Page 15 of Rogue Doll

"—and Cecilia didn't check back in. Third one this quarter."

The words float from a nearby table where four Dolls huddle, voices low but not low enough. I keep my head down, ears tuned to their frequency.

"Retired?" asks one, the euphemism hanging in the air like cigarette smoke.

"That's the official story," replies another, voice barely above a whisper. "Sent away for 'reassignment.'"

They laugh, but it's the kind of laugh that covers fear. Like whistling past a graveyard filled with your colleagues.

"Remember Martinez? Top of his class, specialized in corporate extractions. Gone." A third voice, male, bitter as old coffee. "Discipline got him after Belgrade."

"Discipline?" I ask before I can stop myself, turning to face them.

They freeze like deer in headlights, caught sharing the wrong story with the wrong person. The silence stretches, thick and awkward, until a brunette with shrewd eyes shrugs.

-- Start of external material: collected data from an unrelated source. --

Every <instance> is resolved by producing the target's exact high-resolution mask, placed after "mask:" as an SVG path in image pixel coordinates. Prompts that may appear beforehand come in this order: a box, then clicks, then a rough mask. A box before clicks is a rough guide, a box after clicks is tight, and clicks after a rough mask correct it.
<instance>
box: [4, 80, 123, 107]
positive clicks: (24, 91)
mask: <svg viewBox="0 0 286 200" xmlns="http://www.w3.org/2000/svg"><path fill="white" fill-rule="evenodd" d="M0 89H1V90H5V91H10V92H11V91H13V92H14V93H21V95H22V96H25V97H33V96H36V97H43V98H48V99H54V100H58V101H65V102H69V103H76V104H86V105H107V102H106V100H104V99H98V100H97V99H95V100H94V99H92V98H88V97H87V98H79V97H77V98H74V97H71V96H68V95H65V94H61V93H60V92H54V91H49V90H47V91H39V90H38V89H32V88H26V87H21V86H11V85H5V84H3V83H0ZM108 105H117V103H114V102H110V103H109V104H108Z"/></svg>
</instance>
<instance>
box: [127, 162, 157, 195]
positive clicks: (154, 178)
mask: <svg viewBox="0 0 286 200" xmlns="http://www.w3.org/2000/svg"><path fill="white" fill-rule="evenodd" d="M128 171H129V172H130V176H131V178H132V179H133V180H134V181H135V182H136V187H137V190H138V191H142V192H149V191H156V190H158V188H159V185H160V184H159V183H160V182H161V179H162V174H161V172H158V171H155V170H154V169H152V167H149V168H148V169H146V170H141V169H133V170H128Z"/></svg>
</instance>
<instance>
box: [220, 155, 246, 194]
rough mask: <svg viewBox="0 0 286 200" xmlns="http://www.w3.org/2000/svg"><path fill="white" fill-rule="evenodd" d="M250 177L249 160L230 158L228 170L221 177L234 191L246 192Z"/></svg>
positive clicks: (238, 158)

"Discipline Team," she explains, glancing over her shoulder like the words themselves might summon them. "Internal affairs with a body count."

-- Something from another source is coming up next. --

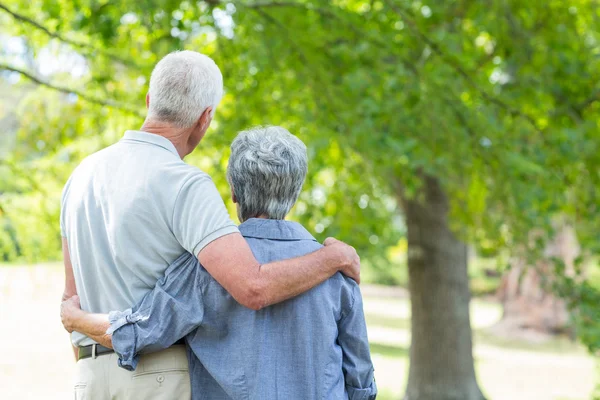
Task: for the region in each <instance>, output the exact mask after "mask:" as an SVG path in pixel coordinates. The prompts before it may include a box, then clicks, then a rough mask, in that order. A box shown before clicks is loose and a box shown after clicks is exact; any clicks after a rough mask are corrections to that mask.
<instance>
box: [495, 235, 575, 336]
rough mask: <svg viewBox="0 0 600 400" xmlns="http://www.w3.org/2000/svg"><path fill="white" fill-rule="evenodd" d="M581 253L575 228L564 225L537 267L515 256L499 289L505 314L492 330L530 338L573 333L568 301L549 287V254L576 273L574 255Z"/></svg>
mask: <svg viewBox="0 0 600 400" xmlns="http://www.w3.org/2000/svg"><path fill="white" fill-rule="evenodd" d="M579 254H580V248H579V243H578V242H577V237H576V236H575V231H574V230H573V229H572V228H570V227H568V226H563V227H562V228H561V229H560V230H559V231H558V233H557V235H556V236H555V237H554V238H553V240H552V241H551V242H549V243H548V244H547V245H546V248H545V251H544V258H543V259H541V260H538V262H537V263H536V268H532V267H528V266H527V264H526V261H525V260H524V258H522V257H514V258H513V259H512V260H511V269H510V270H509V271H508V272H507V273H506V274H505V275H504V277H503V278H502V283H501V285H500V288H499V290H498V296H499V298H500V300H501V301H502V304H503V306H504V314H503V316H502V320H501V321H500V322H499V323H498V324H497V325H496V326H494V327H493V328H492V331H493V332H495V333H496V334H499V335H502V336H514V337H523V338H529V339H538V338H542V337H543V336H540V335H539V334H542V335H552V334H558V333H572V332H570V326H569V313H568V310H567V306H566V304H565V301H564V300H562V299H560V298H558V297H557V296H556V295H554V294H553V293H551V291H550V288H549V286H550V283H551V280H552V276H553V273H554V272H553V269H552V268H553V265H552V262H551V261H550V258H551V257H555V258H558V259H560V260H562V261H563V262H564V264H565V271H566V273H567V274H573V272H574V263H575V258H577V256H578V255H579ZM544 279H545V280H546V285H544V281H543V280H544ZM536 334H538V335H537V336H536Z"/></svg>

"For when you fuck up too big to fix," adds the guy, his perfect tan unable to hide the pallor underneath. "You don't want them knowing your name."

“What, like, they kill you or something?” I scoff, making light of their hushed tone. “They can’t fucking do that. We’re Americans. There’s rules and shit against that kind of stuff.”

The brunette mocked my arrogance. “Honey, you’re in no place where rules apply or exist. You are property of the Dollhouse now, don’t you know that? They can do whatever they want with you and there’s fuck-all that’s going to stop them.”

“Bullshit,” I shot back but a drizzle of ice slid down my spine. Before I can ask anything else, the air in the room changes—a subtle pressure drop, like the moment before a storm.Conversations die. Backs straighten. Eyes dart toward the entrance.

He stands in the doorway—six-foot-something of solid muscle wrapped in black, face blank as fresh concrete. Not security, not a handler. Something else. His eyes scan the room methodically, landing on a girl maybe twenty-two, fresh-faced despite the makeup aging her up.

The girl who, minutes earlier, had been joking about pocketing a diamond bracelet from her latest mark.

The man doesn't speak. Doesn't need to. He just stares, waiting, the silence crushing everyone in the room like a physical weight.

The girl's hand trembles, coffee sloshing over the rim of her mug. "It was a joke," she stammers, voice small and suddenly young. "Just a joke, sir. I would never?—"

He nods once, the movement sharp as a guillotine blade, and turns to leave. The room exhales collectively as the door swings shut behind him.

"Jesus," someone whispers.

"Discipline," the brunette confirms, pushing her plate away, appetite gone. "Like I said. You don't want them knowing your name."

The message is crystal clear: If you fuck up, they don't pull you into an office. They pull you out of existence.

Jesus, this place is all kinds of fucked up.

I spend the afternoon in the gym, working out the knots Victor's eager hands left in my muscles, burning off the jittery energy that comes with captivity. The facility's training area is state-of-the-art—heavy bags, speed bags, weights, cardio equipment, even a combat ring in the center where Dolls can spar under supervision. Everything you need to hone your body into the perfect weapon.

I'm on the treadmill, pushing past the burn in my thighs, when she appears beside me—five-foot-nine of coiled grace in a black sports bra and leggings. Her cropped platinum hair frames a face that belongs on Soviet propaganda posters—strong jaw, high cheekbones, eyes the color of Siberian ice.

"Landry," she says, my name twisting through her Russian accent like barbed wire. "You are new girl. Victor Reese's last fuck, da?"

Subtle.

"And you are?" I ask, not breaking stride.

"Natalia." She matches my pace effortlessly. "You want spar? Is better than running nowhere."

Can’t argue with that logic. I shut off my machine and jerk my head in agreement. “Let’s go.”

Twenty minutes later, I'm flat on my back for the third time, gasping for air while Natalia stands over me, not even breathing hard. She fights like someone who learned on streets, not in dojos—dirty, efficient, brutal.